Ethics Advisory Opinion 06-08
April 13, 2006
South Carolina Bar Ethics Advisory Opinion 06-08
RULES 1.13(a), 1.15(e) and 1.16(d)
June 19, 2006
After a meeting with two individuals, Lawyer formed a limited liability company at their request. Lawyer has no personal doubt that the two individuals are both members of the LLC. The two individuals are now in a dispute. Lawyer has informed both individuals that he cannot represent either of them in the dispute. Though the operating agreement was never signed, the company book could be relevant in resolving the dispute. Lawyer is in possession of the company book. Both individuals now want the company book.
With regards to the company book, what are Lawyer’s obligations under the Rules of Professional Conduct?
Summary of Opinion:
Absent a designation of one individual as the authorized representative of the company in a written engagement letter with Lawyer, Lawyer must keep the company book until the dispute is resolved.
Rule 1.15(e) provides that, “when in the course of representation a lawyer is in possession of property in which two or more persons claim interests, the property shall be kept separate by the lawyer until the dispute is resolved.” The company book comes under the definition of “property” as used in this rule.
This does not conflict with Rule 1.16(d) which requires a lawyer to take steps to the extent reasonably practical to protect client’s interests such as surrendering papers to which the client is entitled. It is important to note that the “client” in this case is the LLC. Lawyer has properly declined to represent either individual in compliance with the Rules to avoid a conflict of interest.
Rule 1.13(a) provides that a lawyer employed or retained by an organization represents the organization acting through its duly authorized constituents. If Lawyer had a written engagement agreement with the organization which specifically identified one individual as the sole contact person, it may be appropriate to release the company book to that individual. Still, the Rules require that Lawyer act in the best interests of the organization as a separate and distinct entity, and the safer course of action would be to retain the company book until the dispute is resolved or the company book is subpoenaed during a civil action.
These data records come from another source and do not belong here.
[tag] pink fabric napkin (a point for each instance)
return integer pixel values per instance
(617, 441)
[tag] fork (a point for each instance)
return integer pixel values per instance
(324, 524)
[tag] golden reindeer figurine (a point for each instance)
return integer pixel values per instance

Unless applicable law prohibits access by either party, as a practical matter, Lawyer could make a complete copy of the company book for each of the individuals which, if it would not result in an unreasonable financial burden on Lawyer, would be a reasonable accommodation. However, the original company book should be retained by Lawyer until the dispute is resolved.
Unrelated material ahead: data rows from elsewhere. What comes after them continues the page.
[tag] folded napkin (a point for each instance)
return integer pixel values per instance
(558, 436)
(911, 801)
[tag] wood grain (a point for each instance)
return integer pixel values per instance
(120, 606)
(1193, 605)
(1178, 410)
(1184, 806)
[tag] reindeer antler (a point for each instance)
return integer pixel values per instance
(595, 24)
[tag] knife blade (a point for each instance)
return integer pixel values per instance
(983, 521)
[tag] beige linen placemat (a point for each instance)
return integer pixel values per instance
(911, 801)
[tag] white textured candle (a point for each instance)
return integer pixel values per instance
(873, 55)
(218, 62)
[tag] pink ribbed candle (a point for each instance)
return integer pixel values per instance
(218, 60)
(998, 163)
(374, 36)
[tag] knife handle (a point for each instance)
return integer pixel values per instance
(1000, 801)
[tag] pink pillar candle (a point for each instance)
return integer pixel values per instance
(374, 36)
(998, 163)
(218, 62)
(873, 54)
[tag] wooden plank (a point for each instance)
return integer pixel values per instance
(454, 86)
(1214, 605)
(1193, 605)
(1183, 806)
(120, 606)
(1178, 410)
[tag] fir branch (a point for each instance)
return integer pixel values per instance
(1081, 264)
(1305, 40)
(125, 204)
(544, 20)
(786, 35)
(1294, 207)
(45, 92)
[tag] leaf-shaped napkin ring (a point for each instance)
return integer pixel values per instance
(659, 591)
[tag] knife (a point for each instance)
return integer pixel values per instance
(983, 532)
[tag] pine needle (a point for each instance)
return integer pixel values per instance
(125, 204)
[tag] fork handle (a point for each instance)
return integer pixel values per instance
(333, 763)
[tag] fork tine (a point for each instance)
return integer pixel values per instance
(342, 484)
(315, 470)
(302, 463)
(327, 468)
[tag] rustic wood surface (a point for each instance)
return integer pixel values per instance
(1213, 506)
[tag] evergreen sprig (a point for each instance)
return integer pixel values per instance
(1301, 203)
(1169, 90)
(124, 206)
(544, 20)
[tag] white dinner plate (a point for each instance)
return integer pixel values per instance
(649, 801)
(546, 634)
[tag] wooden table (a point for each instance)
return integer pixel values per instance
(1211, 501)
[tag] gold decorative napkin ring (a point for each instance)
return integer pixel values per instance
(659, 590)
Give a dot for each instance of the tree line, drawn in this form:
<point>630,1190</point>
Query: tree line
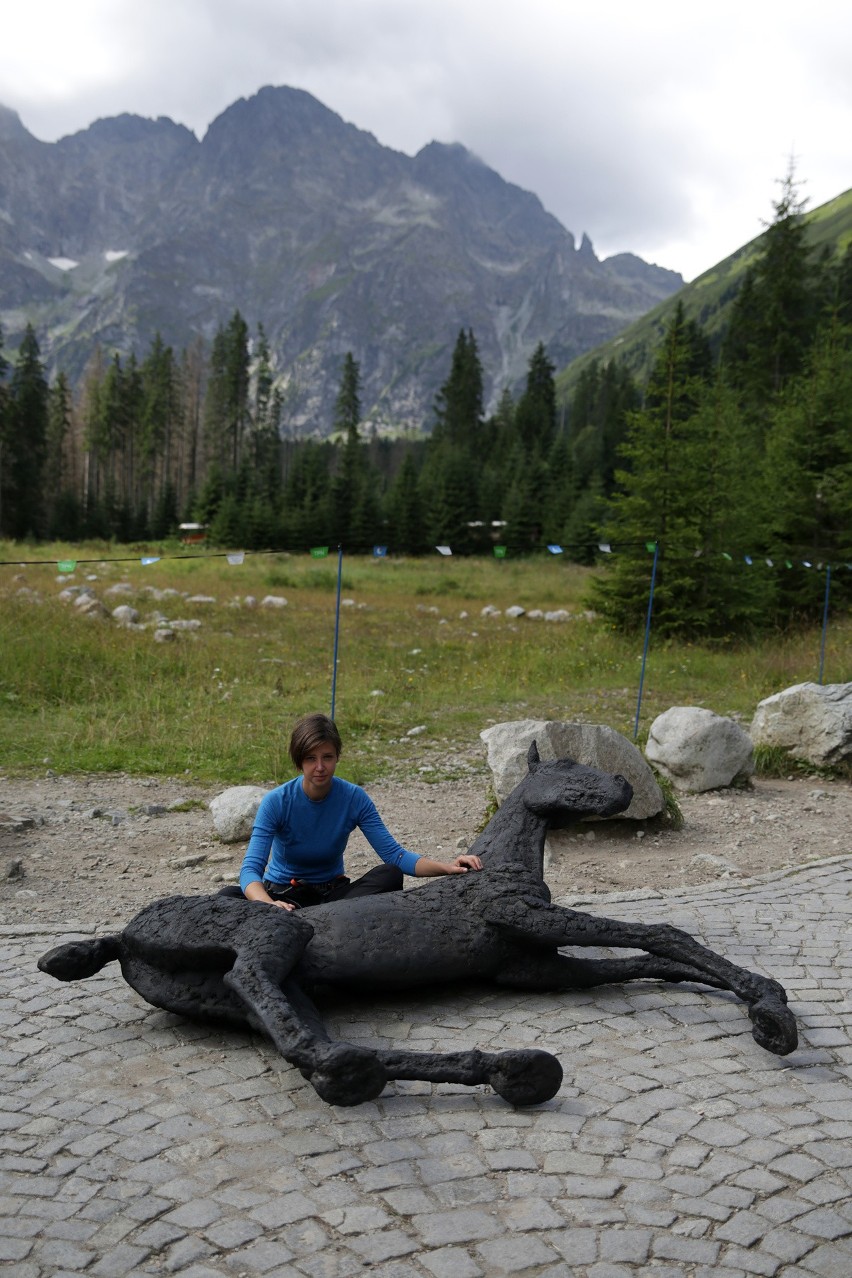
<point>740,446</point>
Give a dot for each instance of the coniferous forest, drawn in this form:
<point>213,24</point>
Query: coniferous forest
<point>735,459</point>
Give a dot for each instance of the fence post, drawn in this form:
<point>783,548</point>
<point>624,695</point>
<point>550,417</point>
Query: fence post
<point>828,587</point>
<point>334,672</point>
<point>648,631</point>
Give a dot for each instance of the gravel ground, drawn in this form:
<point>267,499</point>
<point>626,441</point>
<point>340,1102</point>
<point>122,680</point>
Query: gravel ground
<point>97,847</point>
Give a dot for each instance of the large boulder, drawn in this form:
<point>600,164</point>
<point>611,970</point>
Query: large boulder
<point>593,744</point>
<point>234,812</point>
<point>813,721</point>
<point>699,750</point>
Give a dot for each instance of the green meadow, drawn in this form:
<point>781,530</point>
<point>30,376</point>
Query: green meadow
<point>414,652</point>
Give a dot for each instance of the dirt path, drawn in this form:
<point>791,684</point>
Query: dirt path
<point>93,849</point>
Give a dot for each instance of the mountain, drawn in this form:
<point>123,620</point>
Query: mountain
<point>312,228</point>
<point>707,298</point>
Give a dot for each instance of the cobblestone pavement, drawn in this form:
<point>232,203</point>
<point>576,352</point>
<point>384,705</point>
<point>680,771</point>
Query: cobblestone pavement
<point>134,1143</point>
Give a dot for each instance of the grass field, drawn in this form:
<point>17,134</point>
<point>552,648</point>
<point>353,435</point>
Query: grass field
<point>83,694</point>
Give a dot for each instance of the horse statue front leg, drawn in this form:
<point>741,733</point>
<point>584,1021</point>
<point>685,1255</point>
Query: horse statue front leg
<point>342,1074</point>
<point>671,955</point>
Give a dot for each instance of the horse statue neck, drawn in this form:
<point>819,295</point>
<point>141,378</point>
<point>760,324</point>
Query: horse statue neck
<point>514,836</point>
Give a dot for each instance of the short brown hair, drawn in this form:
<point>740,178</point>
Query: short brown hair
<point>311,731</point>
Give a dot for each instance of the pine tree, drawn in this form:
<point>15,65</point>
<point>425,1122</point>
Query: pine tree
<point>775,312</point>
<point>228,394</point>
<point>459,403</point>
<point>56,479</point>
<point>26,442</point>
<point>807,474</point>
<point>350,479</point>
<point>535,410</point>
<point>689,467</point>
<point>405,511</point>
<point>4,432</point>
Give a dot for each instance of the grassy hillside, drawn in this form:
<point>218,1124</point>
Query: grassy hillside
<point>707,298</point>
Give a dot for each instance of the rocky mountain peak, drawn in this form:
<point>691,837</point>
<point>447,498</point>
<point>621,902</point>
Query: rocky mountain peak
<point>312,228</point>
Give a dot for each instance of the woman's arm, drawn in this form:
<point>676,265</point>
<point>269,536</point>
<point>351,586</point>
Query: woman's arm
<point>427,868</point>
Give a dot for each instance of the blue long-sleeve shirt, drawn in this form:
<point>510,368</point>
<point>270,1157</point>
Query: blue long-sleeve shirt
<point>299,837</point>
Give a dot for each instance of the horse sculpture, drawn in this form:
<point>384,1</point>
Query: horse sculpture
<point>235,961</point>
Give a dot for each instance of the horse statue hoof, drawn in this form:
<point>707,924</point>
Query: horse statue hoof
<point>349,1076</point>
<point>525,1077</point>
<point>773,1025</point>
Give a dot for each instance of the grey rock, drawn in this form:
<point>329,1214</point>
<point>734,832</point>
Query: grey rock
<point>593,745</point>
<point>234,812</point>
<point>699,750</point>
<point>813,721</point>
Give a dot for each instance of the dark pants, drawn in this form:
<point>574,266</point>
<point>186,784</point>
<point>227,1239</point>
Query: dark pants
<point>381,878</point>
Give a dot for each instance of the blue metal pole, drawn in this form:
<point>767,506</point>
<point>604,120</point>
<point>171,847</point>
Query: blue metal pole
<point>828,587</point>
<point>648,634</point>
<point>334,674</point>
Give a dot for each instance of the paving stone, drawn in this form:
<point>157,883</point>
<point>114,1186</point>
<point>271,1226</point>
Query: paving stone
<point>514,1255</point>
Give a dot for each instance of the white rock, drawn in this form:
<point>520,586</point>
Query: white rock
<point>234,812</point>
<point>595,745</point>
<point>91,607</point>
<point>125,615</point>
<point>813,721</point>
<point>699,750</point>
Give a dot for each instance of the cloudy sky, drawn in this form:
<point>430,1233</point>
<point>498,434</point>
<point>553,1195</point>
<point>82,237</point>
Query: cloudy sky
<point>659,128</point>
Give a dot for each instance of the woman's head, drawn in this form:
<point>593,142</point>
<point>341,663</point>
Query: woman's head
<point>311,731</point>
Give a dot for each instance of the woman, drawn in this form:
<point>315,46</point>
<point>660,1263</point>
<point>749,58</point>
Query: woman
<point>295,855</point>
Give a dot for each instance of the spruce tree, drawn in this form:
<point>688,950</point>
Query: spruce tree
<point>535,410</point>
<point>686,482</point>
<point>775,312</point>
<point>26,442</point>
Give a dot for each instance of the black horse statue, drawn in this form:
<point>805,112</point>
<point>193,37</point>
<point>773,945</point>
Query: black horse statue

Lawyer may also choose to move the court for the county in which he is located for permission to deposit the book with the court for safekeeping pursuant to Rule 67, SCRCP. This motion may be made in conjunction with a simple interpleader action in which Lawyer pleads that he is a disinterested stakeholder, sets forth the dispute, and asks the court to relieve him of responsibility and order the parties to litigate the issue between themselves.